2 is a metallographic diagram of a (Cu _0.7 Si _0.3 ) _0.98 Cr _0.02 alloy target of Example 6 of the present invention.

3 is a schematic view showing a layered structure of an optical recording medium according to an embodiment of the present invention.

Fig. 4 is a schematic view showing the layered structure of an optical recording medium according to another embodiment of the present invention.
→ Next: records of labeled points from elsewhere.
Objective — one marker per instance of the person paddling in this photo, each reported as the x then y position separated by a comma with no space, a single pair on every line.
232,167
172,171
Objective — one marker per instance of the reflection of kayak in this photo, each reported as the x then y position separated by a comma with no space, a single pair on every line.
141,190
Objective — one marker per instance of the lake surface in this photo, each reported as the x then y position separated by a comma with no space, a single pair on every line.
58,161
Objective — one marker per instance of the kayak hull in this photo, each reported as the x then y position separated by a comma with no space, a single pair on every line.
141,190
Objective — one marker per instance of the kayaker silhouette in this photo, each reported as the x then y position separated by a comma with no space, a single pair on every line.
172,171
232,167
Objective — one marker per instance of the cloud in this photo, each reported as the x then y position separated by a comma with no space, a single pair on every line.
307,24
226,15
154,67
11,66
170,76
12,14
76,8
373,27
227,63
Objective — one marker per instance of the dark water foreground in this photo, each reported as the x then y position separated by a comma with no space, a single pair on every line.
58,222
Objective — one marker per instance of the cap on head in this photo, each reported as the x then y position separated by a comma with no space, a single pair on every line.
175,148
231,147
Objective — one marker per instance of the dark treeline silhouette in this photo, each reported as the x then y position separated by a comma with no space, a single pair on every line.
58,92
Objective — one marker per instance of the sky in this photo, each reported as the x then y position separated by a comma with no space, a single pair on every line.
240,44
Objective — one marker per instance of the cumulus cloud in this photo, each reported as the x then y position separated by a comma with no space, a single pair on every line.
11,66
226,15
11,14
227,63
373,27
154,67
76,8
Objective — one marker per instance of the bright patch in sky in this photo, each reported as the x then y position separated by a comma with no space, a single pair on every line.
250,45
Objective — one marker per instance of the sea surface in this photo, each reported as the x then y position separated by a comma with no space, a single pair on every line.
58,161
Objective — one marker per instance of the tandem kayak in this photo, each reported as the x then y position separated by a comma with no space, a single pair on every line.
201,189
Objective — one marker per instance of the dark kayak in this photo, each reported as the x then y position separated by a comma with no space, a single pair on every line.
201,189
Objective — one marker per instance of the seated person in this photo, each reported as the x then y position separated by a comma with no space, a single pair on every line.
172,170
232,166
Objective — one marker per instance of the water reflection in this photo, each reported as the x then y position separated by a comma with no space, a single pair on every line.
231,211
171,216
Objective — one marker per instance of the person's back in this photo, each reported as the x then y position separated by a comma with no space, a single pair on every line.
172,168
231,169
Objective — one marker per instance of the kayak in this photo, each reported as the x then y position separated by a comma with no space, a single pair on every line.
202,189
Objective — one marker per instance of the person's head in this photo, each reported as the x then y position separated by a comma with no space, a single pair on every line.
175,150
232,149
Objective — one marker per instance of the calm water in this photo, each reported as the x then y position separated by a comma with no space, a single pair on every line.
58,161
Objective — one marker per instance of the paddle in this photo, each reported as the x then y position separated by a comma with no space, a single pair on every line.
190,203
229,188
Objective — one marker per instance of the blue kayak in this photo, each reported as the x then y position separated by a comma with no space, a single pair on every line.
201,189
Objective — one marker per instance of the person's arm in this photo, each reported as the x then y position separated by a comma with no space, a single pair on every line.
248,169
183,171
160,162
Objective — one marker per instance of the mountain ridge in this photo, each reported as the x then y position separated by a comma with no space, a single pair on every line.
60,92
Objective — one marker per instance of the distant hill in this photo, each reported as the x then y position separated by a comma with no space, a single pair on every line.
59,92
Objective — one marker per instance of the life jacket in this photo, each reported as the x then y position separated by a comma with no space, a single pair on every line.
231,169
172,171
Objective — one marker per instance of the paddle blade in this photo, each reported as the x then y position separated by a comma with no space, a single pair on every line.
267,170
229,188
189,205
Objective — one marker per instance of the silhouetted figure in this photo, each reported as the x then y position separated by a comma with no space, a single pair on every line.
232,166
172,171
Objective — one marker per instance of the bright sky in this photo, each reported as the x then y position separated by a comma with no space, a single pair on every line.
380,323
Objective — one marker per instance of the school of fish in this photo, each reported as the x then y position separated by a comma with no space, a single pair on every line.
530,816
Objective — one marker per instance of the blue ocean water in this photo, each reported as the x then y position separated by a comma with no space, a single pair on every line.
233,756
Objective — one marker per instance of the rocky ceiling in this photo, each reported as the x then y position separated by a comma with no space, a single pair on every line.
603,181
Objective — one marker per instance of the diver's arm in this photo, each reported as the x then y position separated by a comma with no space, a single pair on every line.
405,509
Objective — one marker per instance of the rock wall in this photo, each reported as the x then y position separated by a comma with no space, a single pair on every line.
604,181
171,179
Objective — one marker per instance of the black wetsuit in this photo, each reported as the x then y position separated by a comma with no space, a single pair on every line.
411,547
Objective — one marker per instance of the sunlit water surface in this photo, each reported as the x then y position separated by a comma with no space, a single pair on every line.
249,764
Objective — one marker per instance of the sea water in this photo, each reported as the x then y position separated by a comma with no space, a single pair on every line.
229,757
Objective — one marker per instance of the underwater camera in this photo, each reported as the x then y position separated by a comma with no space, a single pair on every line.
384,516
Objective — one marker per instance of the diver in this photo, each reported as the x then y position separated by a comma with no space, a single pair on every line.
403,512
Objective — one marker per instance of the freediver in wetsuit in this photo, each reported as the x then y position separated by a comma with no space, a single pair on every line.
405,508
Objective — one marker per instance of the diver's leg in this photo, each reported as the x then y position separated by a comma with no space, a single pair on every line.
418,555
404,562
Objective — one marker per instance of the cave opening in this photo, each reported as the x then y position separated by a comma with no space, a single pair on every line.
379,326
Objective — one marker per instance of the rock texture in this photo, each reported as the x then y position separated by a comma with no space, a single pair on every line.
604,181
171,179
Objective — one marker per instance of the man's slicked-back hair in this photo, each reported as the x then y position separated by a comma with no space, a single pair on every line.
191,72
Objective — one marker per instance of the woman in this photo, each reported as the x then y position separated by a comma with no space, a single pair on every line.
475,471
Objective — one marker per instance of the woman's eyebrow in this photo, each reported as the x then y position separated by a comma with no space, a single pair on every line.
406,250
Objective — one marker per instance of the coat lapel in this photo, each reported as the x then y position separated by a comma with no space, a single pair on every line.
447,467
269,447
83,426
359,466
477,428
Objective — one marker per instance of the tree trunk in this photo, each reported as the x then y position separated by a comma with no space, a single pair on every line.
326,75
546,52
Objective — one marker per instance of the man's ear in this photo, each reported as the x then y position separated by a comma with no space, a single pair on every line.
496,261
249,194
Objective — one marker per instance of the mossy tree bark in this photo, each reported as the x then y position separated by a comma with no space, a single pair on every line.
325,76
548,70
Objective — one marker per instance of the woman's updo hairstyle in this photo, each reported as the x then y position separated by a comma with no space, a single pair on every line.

Fig. 5 is a graph showing the results of instantaneous reflectance of the optical recording media of Examples 2, 4, and 6 and Comparative Example 2 at different temperatures.

1‧‧‧Substrate

2‧‧‧reflective layer

3‧‧‧First dielectric layer

4‧‧‧ double recording layer

41‧‧‧ alloy material layer

42‧‧‧Amorphous layer

5‧‧‧Second dielectric layer

6‧‧‧Protective layer

Claims (9)

An alloy target for a recording layer, which is composed of (Cu _a Si _b ) _x M _1-x alloy, wherein the M system is nickel, chromium, molybdenum or titanium, and the X system is between 0.9 and 0.99, a The line is between 0.65 and 0.75 and the b series is between 0.25 and 0.35. A recording layer for an optical recording medium, which is composed of (Cu _a Si _b ) _x M _1-x alloy, wherein the M system is nickel, chromium, molybdenum or titanium, and the X series is between 0.9 and 0.99, a The line is between 0.65 and 0.75 and the b series is between 0.25 and 0.35. The recording layer for an optical recording medium according to claim 2, wherein the recording layer is sputtered by the alloy target as claimed in claim 1. An optical recording medium comprising: a substrate; a reflective layer disposed on the substrate; a first dielectric layer disposed on the reflective layer; and a dual recording layer disposed on the first a dielectric layer, wherein the dual recording layer comprises an amorphous germanium layer and an alloy material layer, and the alloy material layer is composed of (Cu _a Si _b ) _x M _1-x alloy, wherein the M system is nickel , chromium, molybdenum or titanium, X series between 0.9 and 0.99, a series between 0.65 and 0.75, b series between 0.25 and 0.35; a second dielectric layer, which is set in the double a recording layer; a protective layer disposed on the second dielectric layer. The optical recording medium of claim 4, wherein the amorphous germanium layer is disposed on the reflective layer, and the alloy material layer is disposed between the amorphous germanium layer and the second dielectric layer. The optical recording medium of claim 4, wherein the alloy material layer is disposed on the reflective layer, and the amorphous germanium layer is disposed between the alloy material layer and the second dielectric layer. The optical recording medium of claim 4, wherein the double recording layer has a thickness of from 5 nm to 30 nm. A Blu-ray disc comprising a recording layer for an optical recording medium as claimed in claim 2 or 3. The Blu-ray disc of claim 8, which is a single-write type Blu-ray disc.